Оправив темно-золотистую штору, Юля неслышно вышла, притворила тяжелую дверь, наверное, дубовую. Или из иных пород дерева, непременно ценных.

Прошла на просторную веранду с названием Северная, где Розка в ситцевой ночной рубашке и яйцеголовая Лилька в мужских серых кальсонах с рельефно выступающим гульфиком, пытались завтракать.

Вообще картина очень напоминала чаепитие Алисы, сумасшедшего шляпника и мартовского зайца — овальный большой стол, сплошь заставленный посудой, табун стульев и табуреток, общая атмосфера безумия, но милого, такого милого. Юле — вместе со старым Домом и Садом — были симпатичны и его странные обитательницы. Обычно с трудом и небыстро сходившаяся с людьми, она с радостным удивлением нашла в своих работодательницах хороших подруг, близких по духу. Иногда она удивлялась, что их знакомству всего несколько месяцев, но время любит разные шутки и редко течет равномерно.

— Чайку, кофейку, коньячку? — традиционной скороговоркой выпалила Розка, выметываясь из-за стола к ореховому буфету — чертовски антикварному, представляющему собой одни завитки, и только. Ситец веселенькой расцветочки опасно затрещал, Лилька лениво отцепила сестрино одеяние от резной спинки стула.

Розка добавочно споткнулась на каком-то округлом предмете, напоминающем грецкий орех; чччерт, подумала Розка, откуда тут чччертов орех?!


Роза закрывает глаза. Роза не любит орехи, никогда не ест. Розе вообще неприятно думать, что кто-то добровольно помещает в беззащитную атласную пещеру рта эти жесткие шары, неприятно шершавые сферы, напоминающие схематические изображения мозга. Розка помнит: кто-то когда-то грыз орехи, а потом все стало плохо, и лучше не рисковать. Она предпочитает однородную еду, лучше вообще — жидкую, пусть даже от нее — как от горячего шоколада— розовый язык становится коричневым. Овсяная каша, незатейливо сдобренная жирными сливками, прохладный кисловатый кефир, его так приятно слизывать с припухших губ… Роза открывает глаза.
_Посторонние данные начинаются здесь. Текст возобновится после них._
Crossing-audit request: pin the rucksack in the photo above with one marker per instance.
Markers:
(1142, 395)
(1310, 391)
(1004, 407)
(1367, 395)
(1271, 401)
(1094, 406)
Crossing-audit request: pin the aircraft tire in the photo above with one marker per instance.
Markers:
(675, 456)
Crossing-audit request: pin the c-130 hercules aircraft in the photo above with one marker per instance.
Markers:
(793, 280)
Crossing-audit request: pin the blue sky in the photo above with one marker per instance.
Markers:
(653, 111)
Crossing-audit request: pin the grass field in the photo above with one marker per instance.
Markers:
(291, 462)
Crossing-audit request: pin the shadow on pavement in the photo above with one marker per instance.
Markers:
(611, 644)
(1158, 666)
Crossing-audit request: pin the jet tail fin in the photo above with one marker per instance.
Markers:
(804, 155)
Да бог с ними, с этими орехами.

— Кофе выпью, — с удовольствием согласилась Юля, — спасибо…

— Пирога бери, — распорядилась Розка, — чего-то он прямо удался сегодня, сама удивляюсь…

— Вкусный, ага, — одобрила пирог Лилька, кандидат филологических наук и специалист по русской пословице девятнадцатого века.

Юлю сначала удивляло ее странноватое обыкновение подкреплять почти каждую свою мысль замысловатой русской пословицей. Девятнадцатого века.

А потом ничего, привыкла. Некоторые даже записывала— для воспитания ребенка-Тани, панка и нигилиста. Правда, любимую пословицу Лилии Петровны, доцента кафедры русской филологии, Юля запомнила и так. Пословица была очень проста, безыскусна, выражала вековые настроения соплеменников:

— Хуем по лбу, — отметила опальная Лилька и напряженно поинтересовалась, расставляя чашки и блюдца на столе согласно какой-то одной ей понятной системе: — что там мать?

— Satus idem [3] ,— ответила доктор Юля, — как обычно… На тебя жаловалась. Из комнаты выходить не хочет. И видеть никого не хочет. Кроме компьютера.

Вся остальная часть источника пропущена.